Kutaragi is seen to have lost out to Ryoji Chubachi for the No.2 post at Sony in part due to his strong-willed unflinching style of doing business and reputation as a maverick.
"I cannot compare them, but Mr. Chubachi is a good listener ... He is a man who listens to various people's opinions carefully and makes the right decision at the right time," outgoing CEO Idei told Monday's news conference at which the changes were announced.
But those very qualities are likely to help him as he prepares for a tough battle in the games business next year.
Sony holds a commanding share in the current generation of consoles, but will have to battle anew in 2006 with Microsoft Corp. and Nintendo Co. Ltd. as all three prepare next-generation consoles.
Microsoft is expected to release a new Xbox this year. Nintendo's plans are uncertain.

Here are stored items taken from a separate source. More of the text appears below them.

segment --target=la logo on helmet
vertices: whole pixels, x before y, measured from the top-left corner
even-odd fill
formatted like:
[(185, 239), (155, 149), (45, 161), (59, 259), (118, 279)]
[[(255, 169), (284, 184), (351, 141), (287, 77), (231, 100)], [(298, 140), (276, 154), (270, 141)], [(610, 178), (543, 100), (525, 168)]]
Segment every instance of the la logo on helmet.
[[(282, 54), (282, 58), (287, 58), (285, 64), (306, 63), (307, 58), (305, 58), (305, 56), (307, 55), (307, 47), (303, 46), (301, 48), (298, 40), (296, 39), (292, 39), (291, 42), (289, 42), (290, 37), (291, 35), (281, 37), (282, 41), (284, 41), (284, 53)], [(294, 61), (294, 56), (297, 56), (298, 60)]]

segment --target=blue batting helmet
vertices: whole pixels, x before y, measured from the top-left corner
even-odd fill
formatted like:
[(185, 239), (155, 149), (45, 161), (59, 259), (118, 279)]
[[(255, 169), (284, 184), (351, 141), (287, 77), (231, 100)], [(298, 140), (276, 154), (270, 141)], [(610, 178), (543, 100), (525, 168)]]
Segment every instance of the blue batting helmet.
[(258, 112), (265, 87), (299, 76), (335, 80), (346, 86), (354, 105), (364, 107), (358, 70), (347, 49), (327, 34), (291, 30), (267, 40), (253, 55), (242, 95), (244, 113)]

Most ruled out the possibility of Kutaragi leaving Sony, saying it would be out of character for a top Japanese executive and also that there was a lack of suitable options for him elsewhere in the industry.
Some analysts believe Kutaragi could still be a potential successor to Stringer or Chubachi.
"The door is still probably open to (Kutaragi)," said Hiroshi Kamide, Tokyo-based analyst with KBC Securities. "I don't think he wants to leave. As long as the PlayStation is the de facto standard in the industry, he's got a home."